Compare that to being diagnosed with bipolar disorder at the age of 20. Life expectancy in the US is almost 80. You don't really get better from bipolar disorder: you can be stable for a long time, but you never get to the point where you're considered to be 'out of the woods' with regards to having more mood episodes. That gives 60 years of dealing with a disease that has a high mortality rate and incredibly unpleasant symptoms; mania sounds great until you realize that it can mean experiencing full blown psychosis: walls melting, seeing people where they aren't levels of crazy. About one in three (25% to 50%) of bipolar patients attempt suicide at least once; one in five will die from suicide. As has been pointed out elsewhere, that is a higher death rate than some cancers, and that is -one of- the ways it can kill you.

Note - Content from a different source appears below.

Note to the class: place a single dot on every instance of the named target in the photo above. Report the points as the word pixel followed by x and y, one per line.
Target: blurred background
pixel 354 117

The treatments, too, although not as immediately unpleasant as chemotherapy, are honestly potentially worse and cause more chronic concerns. They can cause other chronic problems that can kill you (liver failure, weight gain, weight loss, diabetes, thyroid dysfunction, lithium toxicity/lithium, weight gain, diabetes, associated heart issues/depakote+antipsychotics, PCOS in women/depakote) or be debilitating (dystonia, tardive dyskinesia/antipsychotics). It should be a sign of the severity of some symptoms that it's considered an acceptable trade off to have muscle spasms or uncontrollable facial movements for the rest of your life, sometimes in ways that are debilitating enough that you won't be able to walk. Note that these aren't the disease, these are the side effects that're considered 'less bad' than experiencing the actual symptoms of bipolar disorder. Many of them are permanent and will continue even if the medication that caused them is stopped.

These are some of the -common- serious side effects, not all of the common side effects (there are lots of other common ones that effect quality of life, including hair loss, sexual dysfunction, memory failure, etc.). With regards to rarer side effects, lamictal can (rarely; 1 in 1000 or 1 in 10000) cause your skin to fall off, particularly if your dose is increased too quickly.

Schizophrenia is generally worse than bipolar disorder, and the treatments are often similar (less lithium, more antipsychotics).

Both are chronic conditions that, when they are bad, can keep you from working, finding housing or living a normal life for however much longer you live.

I wouldn't wish cancer or bipolar disorder or schizophrenia on anyone. But I'd probably wish for cancer over severe bipolar disorder or schizophrenia.